Something happened one night in a Georgia hotel room during the Trinity Broadcasting Network’s spring Praise-a-Thon, involving the 13-year-old granddaughter of the Christian broadcaster’s founders and a 30-year-old man who worked for them.
Both sides acknowledge that the man and the child smoked a cigarette together on the balcony, drank champagne in her room, and watched a movie on her bed, according to depositions in a civil trial expected to begin this week.
Trinity maintains that young Carra Crouch soon fell asleep, essentially ending the episode – and that Carra Crouch was foolish to let a 30-year-old man into her room.
But Carra Crouch, now 21, argues that far more than a smoke and a drink happened that night: The man fondled her, tried to kiss her, and gave her a glass of water that she suspects was laced with a drug that made her pass out, according to her lawsuit against Trinity Christian Center of Santa Ana, the nonprofit that runs TBN. When she awoke, she suspected she had been raped.
Rather than reporting the incident to authorities, as ordained ministers in California are required to do, Trinity fired the man and swept everything under the rug to avoid bad publicity, Crouch’s suit alleges.
Crouch sued Trinity in 2012, alleging sexual battery, intentional infliction of emotional distress and negligence. Her allegations are perhaps the most explosive salvo in a legal battle raging among Trinity principals, cleaving the first family of Christian broadcasting into pieces.

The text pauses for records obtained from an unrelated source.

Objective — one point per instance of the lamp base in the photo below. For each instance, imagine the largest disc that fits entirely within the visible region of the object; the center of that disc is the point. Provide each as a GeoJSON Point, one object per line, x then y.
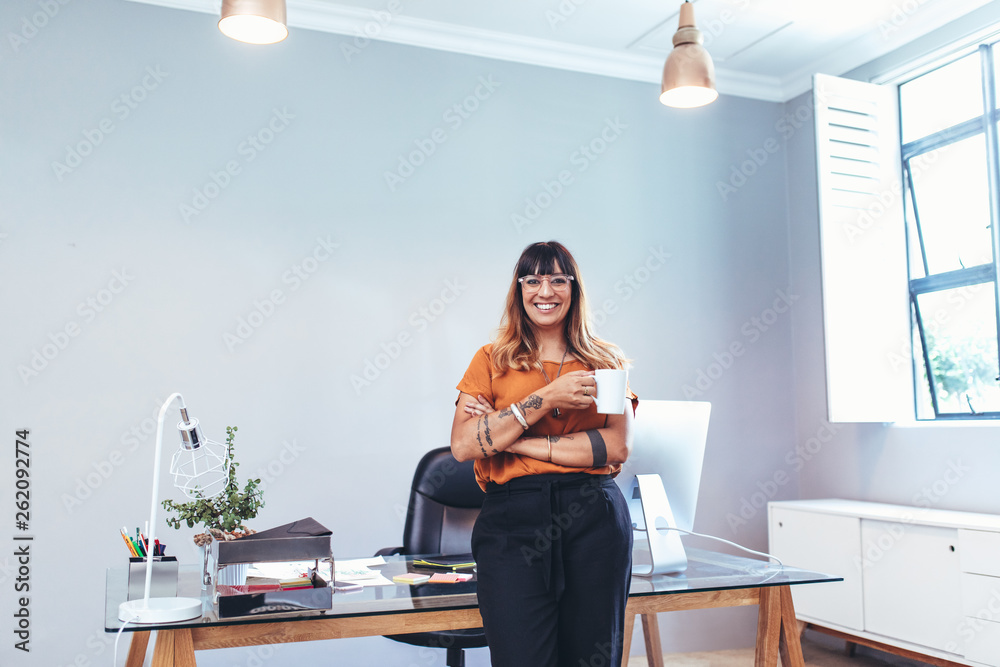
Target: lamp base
{"type": "Point", "coordinates": [159, 610]}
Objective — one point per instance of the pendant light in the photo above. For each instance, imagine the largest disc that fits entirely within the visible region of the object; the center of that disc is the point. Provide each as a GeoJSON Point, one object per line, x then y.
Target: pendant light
{"type": "Point", "coordinates": [254, 21]}
{"type": "Point", "coordinates": [689, 74]}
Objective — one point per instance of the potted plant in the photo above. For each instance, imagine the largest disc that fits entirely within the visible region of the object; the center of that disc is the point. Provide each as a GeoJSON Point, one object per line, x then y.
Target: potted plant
{"type": "Point", "coordinates": [223, 516]}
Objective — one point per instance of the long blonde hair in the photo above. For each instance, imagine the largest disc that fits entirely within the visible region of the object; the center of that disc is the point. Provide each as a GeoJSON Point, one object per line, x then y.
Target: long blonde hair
{"type": "Point", "coordinates": [515, 346]}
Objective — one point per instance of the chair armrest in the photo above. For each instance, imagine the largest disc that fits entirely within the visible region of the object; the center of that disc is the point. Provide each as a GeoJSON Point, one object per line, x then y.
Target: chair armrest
{"type": "Point", "coordinates": [389, 551]}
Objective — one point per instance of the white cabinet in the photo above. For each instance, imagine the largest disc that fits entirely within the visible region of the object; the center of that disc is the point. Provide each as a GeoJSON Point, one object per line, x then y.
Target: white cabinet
{"type": "Point", "coordinates": [823, 543]}
{"type": "Point", "coordinates": [920, 580]}
{"type": "Point", "coordinates": [912, 588]}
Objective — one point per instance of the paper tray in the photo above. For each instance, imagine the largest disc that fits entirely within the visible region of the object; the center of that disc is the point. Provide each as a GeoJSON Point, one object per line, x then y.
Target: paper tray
{"type": "Point", "coordinates": [277, 602]}
{"type": "Point", "coordinates": [272, 550]}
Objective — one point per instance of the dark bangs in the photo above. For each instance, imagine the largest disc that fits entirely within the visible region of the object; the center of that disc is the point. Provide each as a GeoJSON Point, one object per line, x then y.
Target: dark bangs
{"type": "Point", "coordinates": [541, 259]}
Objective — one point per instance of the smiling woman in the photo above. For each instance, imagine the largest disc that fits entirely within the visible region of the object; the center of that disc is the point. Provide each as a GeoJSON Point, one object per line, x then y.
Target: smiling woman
{"type": "Point", "coordinates": [554, 537]}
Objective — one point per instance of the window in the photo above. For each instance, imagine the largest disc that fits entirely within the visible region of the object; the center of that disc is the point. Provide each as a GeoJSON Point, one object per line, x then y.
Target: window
{"type": "Point", "coordinates": [948, 129]}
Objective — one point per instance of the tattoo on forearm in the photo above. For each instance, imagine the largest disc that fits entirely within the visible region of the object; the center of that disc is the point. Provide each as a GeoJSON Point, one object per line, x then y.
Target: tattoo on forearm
{"type": "Point", "coordinates": [489, 440]}
{"type": "Point", "coordinates": [598, 447]}
{"type": "Point", "coordinates": [479, 437]}
{"type": "Point", "coordinates": [533, 402]}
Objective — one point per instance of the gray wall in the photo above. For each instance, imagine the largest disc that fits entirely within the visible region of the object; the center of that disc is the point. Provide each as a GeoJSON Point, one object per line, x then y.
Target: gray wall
{"type": "Point", "coordinates": [329, 129]}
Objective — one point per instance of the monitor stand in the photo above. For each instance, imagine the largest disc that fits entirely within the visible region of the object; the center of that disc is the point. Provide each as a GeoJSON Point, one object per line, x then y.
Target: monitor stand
{"type": "Point", "coordinates": [649, 506]}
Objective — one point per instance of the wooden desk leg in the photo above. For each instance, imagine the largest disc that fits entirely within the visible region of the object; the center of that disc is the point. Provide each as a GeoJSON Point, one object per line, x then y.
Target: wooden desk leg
{"type": "Point", "coordinates": [163, 652]}
{"type": "Point", "coordinates": [768, 627]}
{"type": "Point", "coordinates": [789, 646]}
{"type": "Point", "coordinates": [137, 649]}
{"type": "Point", "coordinates": [174, 648]}
{"type": "Point", "coordinates": [651, 633]}
{"type": "Point", "coordinates": [184, 649]}
{"type": "Point", "coordinates": [627, 639]}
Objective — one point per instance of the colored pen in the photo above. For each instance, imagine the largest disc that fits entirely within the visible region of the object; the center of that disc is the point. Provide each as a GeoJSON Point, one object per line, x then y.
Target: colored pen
{"type": "Point", "coordinates": [128, 543]}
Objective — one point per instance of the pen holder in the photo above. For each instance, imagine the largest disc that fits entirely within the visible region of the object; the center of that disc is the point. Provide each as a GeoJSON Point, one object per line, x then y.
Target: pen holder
{"type": "Point", "coordinates": [164, 583]}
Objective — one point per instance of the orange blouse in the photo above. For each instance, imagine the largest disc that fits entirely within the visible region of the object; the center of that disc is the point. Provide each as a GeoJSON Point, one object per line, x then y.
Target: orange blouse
{"type": "Point", "coordinates": [516, 385]}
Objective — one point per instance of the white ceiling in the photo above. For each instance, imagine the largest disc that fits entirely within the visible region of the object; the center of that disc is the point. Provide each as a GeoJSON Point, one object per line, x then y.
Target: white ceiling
{"type": "Point", "coordinates": [764, 49]}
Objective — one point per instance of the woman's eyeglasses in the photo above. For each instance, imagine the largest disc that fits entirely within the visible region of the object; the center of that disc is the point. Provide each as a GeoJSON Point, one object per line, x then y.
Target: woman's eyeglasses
{"type": "Point", "coordinates": [559, 282]}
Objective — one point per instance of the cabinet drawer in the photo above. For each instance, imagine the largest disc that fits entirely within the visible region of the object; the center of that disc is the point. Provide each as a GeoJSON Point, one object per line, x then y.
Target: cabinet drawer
{"type": "Point", "coordinates": [981, 596]}
{"type": "Point", "coordinates": [982, 642]}
{"type": "Point", "coordinates": [979, 551]}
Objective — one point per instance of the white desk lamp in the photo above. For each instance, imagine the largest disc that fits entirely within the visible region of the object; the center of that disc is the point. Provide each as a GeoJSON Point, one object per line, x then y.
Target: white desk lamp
{"type": "Point", "coordinates": [200, 469]}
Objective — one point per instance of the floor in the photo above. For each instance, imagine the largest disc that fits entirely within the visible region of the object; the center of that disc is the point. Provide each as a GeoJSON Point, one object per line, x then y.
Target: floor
{"type": "Point", "coordinates": [818, 650]}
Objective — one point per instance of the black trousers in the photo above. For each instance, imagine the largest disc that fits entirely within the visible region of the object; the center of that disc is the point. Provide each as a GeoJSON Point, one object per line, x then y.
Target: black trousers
{"type": "Point", "coordinates": [554, 559]}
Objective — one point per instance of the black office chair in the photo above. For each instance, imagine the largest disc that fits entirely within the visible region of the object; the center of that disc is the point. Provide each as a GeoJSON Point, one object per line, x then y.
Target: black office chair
{"type": "Point", "coordinates": [444, 503]}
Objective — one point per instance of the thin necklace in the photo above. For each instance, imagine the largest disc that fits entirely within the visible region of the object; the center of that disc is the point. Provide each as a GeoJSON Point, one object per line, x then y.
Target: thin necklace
{"type": "Point", "coordinates": [555, 412]}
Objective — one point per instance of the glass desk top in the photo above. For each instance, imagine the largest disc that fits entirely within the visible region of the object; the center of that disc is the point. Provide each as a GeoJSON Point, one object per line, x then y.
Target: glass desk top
{"type": "Point", "coordinates": [707, 571]}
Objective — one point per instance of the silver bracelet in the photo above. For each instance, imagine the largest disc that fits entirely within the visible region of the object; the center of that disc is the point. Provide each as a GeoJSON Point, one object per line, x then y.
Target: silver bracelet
{"type": "Point", "coordinates": [518, 416]}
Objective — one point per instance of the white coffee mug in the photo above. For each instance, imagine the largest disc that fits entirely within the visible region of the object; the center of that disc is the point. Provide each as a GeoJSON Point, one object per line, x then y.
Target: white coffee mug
{"type": "Point", "coordinates": [611, 385]}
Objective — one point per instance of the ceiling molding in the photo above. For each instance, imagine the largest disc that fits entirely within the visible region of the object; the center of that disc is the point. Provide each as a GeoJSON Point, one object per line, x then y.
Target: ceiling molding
{"type": "Point", "coordinates": [637, 65]}
{"type": "Point", "coordinates": [331, 18]}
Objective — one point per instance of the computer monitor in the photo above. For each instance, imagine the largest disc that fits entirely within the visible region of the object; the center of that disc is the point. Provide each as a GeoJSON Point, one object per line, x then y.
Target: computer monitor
{"type": "Point", "coordinates": [668, 440]}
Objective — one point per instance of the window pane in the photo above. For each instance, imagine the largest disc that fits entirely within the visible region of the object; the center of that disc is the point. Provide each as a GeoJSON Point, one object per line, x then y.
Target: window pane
{"type": "Point", "coordinates": [925, 407]}
{"type": "Point", "coordinates": [960, 326]}
{"type": "Point", "coordinates": [915, 259]}
{"type": "Point", "coordinates": [953, 204]}
{"type": "Point", "coordinates": [922, 99]}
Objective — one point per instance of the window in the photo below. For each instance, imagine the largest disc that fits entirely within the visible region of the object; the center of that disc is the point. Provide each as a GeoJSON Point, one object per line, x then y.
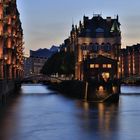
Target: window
{"type": "Point", "coordinates": [104, 65]}
{"type": "Point", "coordinates": [91, 66]}
{"type": "Point", "coordinates": [107, 66]}
{"type": "Point", "coordinates": [96, 65]}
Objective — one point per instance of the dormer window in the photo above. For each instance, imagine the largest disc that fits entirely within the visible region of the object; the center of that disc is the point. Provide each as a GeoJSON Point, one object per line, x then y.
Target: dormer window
{"type": "Point", "coordinates": [99, 32]}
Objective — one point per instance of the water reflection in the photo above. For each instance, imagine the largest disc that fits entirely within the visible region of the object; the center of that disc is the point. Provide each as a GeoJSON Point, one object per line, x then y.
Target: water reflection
{"type": "Point", "coordinates": [99, 117]}
{"type": "Point", "coordinates": [35, 115]}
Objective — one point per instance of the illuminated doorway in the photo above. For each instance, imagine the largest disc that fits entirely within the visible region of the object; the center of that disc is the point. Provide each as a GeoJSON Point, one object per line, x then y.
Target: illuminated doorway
{"type": "Point", "coordinates": [106, 75]}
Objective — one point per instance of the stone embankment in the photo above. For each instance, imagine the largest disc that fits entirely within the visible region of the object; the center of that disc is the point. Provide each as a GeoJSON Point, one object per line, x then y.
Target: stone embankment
{"type": "Point", "coordinates": [6, 89]}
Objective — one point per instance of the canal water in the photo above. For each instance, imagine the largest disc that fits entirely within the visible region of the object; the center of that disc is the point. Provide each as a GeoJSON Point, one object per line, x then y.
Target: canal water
{"type": "Point", "coordinates": [38, 113]}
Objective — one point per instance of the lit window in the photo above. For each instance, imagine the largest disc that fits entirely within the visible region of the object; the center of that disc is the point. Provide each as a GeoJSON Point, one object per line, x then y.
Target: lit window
{"type": "Point", "coordinates": [91, 66]}
{"type": "Point", "coordinates": [104, 65]}
{"type": "Point", "coordinates": [96, 65]}
{"type": "Point", "coordinates": [109, 66]}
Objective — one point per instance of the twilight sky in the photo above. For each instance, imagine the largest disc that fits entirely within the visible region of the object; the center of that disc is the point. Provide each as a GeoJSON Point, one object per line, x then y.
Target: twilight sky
{"type": "Point", "coordinates": [48, 22]}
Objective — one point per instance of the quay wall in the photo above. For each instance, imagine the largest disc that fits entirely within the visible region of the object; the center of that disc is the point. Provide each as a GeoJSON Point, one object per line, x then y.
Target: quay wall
{"type": "Point", "coordinates": [6, 89]}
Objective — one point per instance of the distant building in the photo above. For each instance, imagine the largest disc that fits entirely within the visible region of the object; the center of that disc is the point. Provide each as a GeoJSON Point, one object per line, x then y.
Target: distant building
{"type": "Point", "coordinates": [94, 39]}
{"type": "Point", "coordinates": [130, 61]}
{"type": "Point", "coordinates": [27, 66]}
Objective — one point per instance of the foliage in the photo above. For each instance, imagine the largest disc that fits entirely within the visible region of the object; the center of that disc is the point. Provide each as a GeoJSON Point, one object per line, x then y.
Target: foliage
{"type": "Point", "coordinates": [61, 63]}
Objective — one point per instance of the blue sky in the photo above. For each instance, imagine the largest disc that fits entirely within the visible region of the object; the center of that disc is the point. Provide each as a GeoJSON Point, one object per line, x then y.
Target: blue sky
{"type": "Point", "coordinates": [48, 22]}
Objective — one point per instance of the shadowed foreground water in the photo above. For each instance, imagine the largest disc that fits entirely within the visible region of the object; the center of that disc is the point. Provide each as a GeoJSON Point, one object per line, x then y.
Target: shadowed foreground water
{"type": "Point", "coordinates": [40, 114]}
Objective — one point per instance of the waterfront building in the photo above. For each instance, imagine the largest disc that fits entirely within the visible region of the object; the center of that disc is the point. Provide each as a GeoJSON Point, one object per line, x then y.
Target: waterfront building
{"type": "Point", "coordinates": [37, 59]}
{"type": "Point", "coordinates": [11, 41]}
{"type": "Point", "coordinates": [130, 61]}
{"type": "Point", "coordinates": [93, 40]}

Hearings on a flurry of motions from Trinity are expected to begin Monday. Trinity is asking the court for a summary judgment – a decision without the need for a trial – and seeks to prevent Crouch from using some documents that it has argued were stolen. Those motions “will certainly further limit the case, should it survive to trial,” Trinity spokesman Colby May said.
Crouch’s lawyers declined to comment. If the case does proceed to trial, it would be unusual; Trinity has settled several high-profile claims out of court in the past.
HUSH?
After that night in Georgia, Crouch felt guilty and ashamed, and feared she was in big trouble, she said at her deposition. She returned to California and told family members a version of this story – minus, Trinity maintains, key details that she now alleges – and Trinity swiftly fired the man.
“TBN has gathered sufficient evidence to terminate you with cause,” Trinity attorney (and Crouch cousin) John Casoria told the man by phone, according to internal Trinity documents that are part of the court record. “If this evidence was given to law enforcement authorities, it most probably would be sufficient to bring criminal charges against you which, if convicted, could put you in jail.”
Nothing would be forwarded to police, however, if the man agreed to cut contact with everyone affiliated with TBN and did not file claims for unemployment or workers’ compensation, Casoria told him, according to the Trinity documents.
Carra Crouch never heard from the man again. No one took her to the doctor to see if she had been raped; no one suggested she talk to a therapist; and no one alerted authorities in either California or Georgia that a sexual assault on a child may have occurred, she said at her deposition.
At her deposition, Carra Crouch said she has since suffered much in her life – eating disorders, cutting episodes, dabbling in drugs, running away from home, even working briefly as a stripper. That night in the Georgia hotel room, and the lack of support she received from the adults in her life in its wake, are at the root of that suffering, she alleges.
Both her grandmother Jan Crouch and cousin John Casoria – who she says were calling the shots back then – were ordained ministers, and as such, legally required to report any suspected child abuse to authorities under the Child Abuse and Neglect Reporting Act, Crouch’s suit says.
She seeks justice, she said in her deposition, in the form of an apology and some sort of compensation.
When Crouch first filed the lawsuit, Trinity said her story had changed considerably over the years, and it promised to “fully and vigorously defend itself.” At Crouch’s deposition, Trinity painted her as a confused liar who may have invented the entire episode to rationalize her wayward behavior, and suggested that the lawsuit is part of an extortion plot to wring money out of Trinity.
Some background: Carra Crouch is the younger sister of Brittany Crouch Koper, Trinity’s former treasurer. Both are the daughters of Paul Crouch Jr., the eldest child of Trinity’s founders, Jan Crouch and the late Paul Crouch Sr.
In 2011, Brittany Crouch Koper accused her family of playing fast and loose with the ministry’s millions, and provided internal documents. Trinity, in turn, accused Koper and her husband of embezzling at least $1 million in their tenure on Trinity’s staff, and called their assertions “nothing more than a diversionary tactic from their own embezzlement, fraudulent actions, and deceit.”
That battle is ongoing in several courts, and is at the root of Carra Crouch’s claim, Trinity said in court documents.